It was actually a colony for quite some time. So, to say that everyone who came here was an immigrant is essentially a lie. It was a British colony and British people that moved there weren't immigrating. But those are just semantics.
Before America became a country, there were people here. They had a backwards culture and constantly killed each other. We civilized this place and brought our culture and made a country.
The 1607-1776 people MADE the country, so...... not really irrelevant.
It was influenced greatly by people before 1776, but after that it became American culture. Native American culture has very little to no influence on the values we have, so their culture is irrelevant, while the settlers' is not.

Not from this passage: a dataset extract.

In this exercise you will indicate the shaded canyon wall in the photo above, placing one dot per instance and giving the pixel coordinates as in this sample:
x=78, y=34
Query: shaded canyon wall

I never said that people who settled after 1776 weren't immigrants. The whole point of this was to say that not all immigrants are the same and that we have had periods in which we didn't accept large amounts of immigrants for long periods as we have since the 1960s.
Tell me, how are 17th and 18th century British colonists or even 19th century Irish immigrants the same as 21st century Mexican immigrants? Are their cultures the same? Are their incentives for coming to our country the exact same? Are their relative education levels to native citizens the same? Are they learning our language at the exact same rates? Are they assimilating the same? Are America's social, economic, and political climates the exact same as 200-300 years ago?
Likely none of these are the same between groups, so of course not all immigrants are equal and not all will assimilate as well.